Workers’ compensation laws differ from state to state. Currently, different state requirements and interpretations of when an injury or occupational disease is work-related creates risk for liability for uninsured loss for employers doing business in multiple jurisdictions. Integration of medical benefits into ColoradoCare compounds this problem. By its terms, a “member” is someone at least 18 years old, who has lived in Colorado as a primary resident for one continuous year. Colorado has one of the fastest-growing populations of any state in the country and many of those individuals are moving to Colorado for employment. If one of these individuals, 18 years old or older, is hurt at work but not a “member” of Colorado Care, that individual would not be eligible for medical coverage for a work injury. This would leave the employer obligated to fill the gap in coverage or be subject to penalties as an uninsured employer.
There is no provision in Amendment 69 for how existing claims would be integrated into ColoradoCare. ColoradoCare would simply assume responsibility for payment of medical benefits for injuries arising out of or within the course and scope of employment. This is a substantive change in the law and would be given prospective application. Therefore, integration of medical benefits into ColoradoCare creates a different payer, but is unclear as to what it does to the status of any existing medical care provider for any existing workers’ compensation claim.
Passage of Amendment 69 and the integration of medical benefits into ColoradoCare will spawn significant litigation over the issues identified above. This litigation would not be limited to hearings in the Office of Administrative Courts, but would involve District Court actions in both the state and federal systems over a myriad of potential situations. This litigation will be a significant cost to employers in Colorado and will potentially disrupt “… the quick and efficient delivery of disability and medical benefits to injured workers at a reasonable cost to employers.” Section 8-40-102, C.R.S.
The Initiative vs. Legislative Process
Initiative 20, (appearing on the 2016 Ballot as Amendment 69), is an example of Colorado’s flawed initiative process. Initiative 20 needed only 86,492 signatures to get on the Ballot, but received 158,831 signatures. This demonstrates the ease with which it got on the Ballot and a level of support for Amendment 69.
Amendment 69 is really in the form of a new statutory act. Ordinarily, such legislative proposals take the form of a bill with a legislative sponsor, committee assignment, public comment and discussion and debate that allows for amendment, etc., before it is passed and potentially enacted by signature of the Governor. Amendment 69 would never have appeared in ordinary legislative process as it appears on the Ballot. Instead, as an initiative, Amendment 69 is non-legislation that alters the Colorado Constitution through a simple popular vote.
The proponents of Amendment 69 spent a great deal of money getting it on the Ballot and may not have the resources to advocate further for its passage.
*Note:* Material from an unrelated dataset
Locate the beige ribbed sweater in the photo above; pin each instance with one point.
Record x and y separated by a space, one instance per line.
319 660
Virtually all business organizations oppose Amendment 69 for reasons identified above. Further, former Democratic Governor Bill Ritter, and current Democratic Governor John Hickenlooper do not support Amendment 69. Very limited polling data shows stronger than expected support for this Amendment. In this unique election cycle, it is difficult to forecast whether or not this will pass since it is connected to the demographics of the people coming out to vote.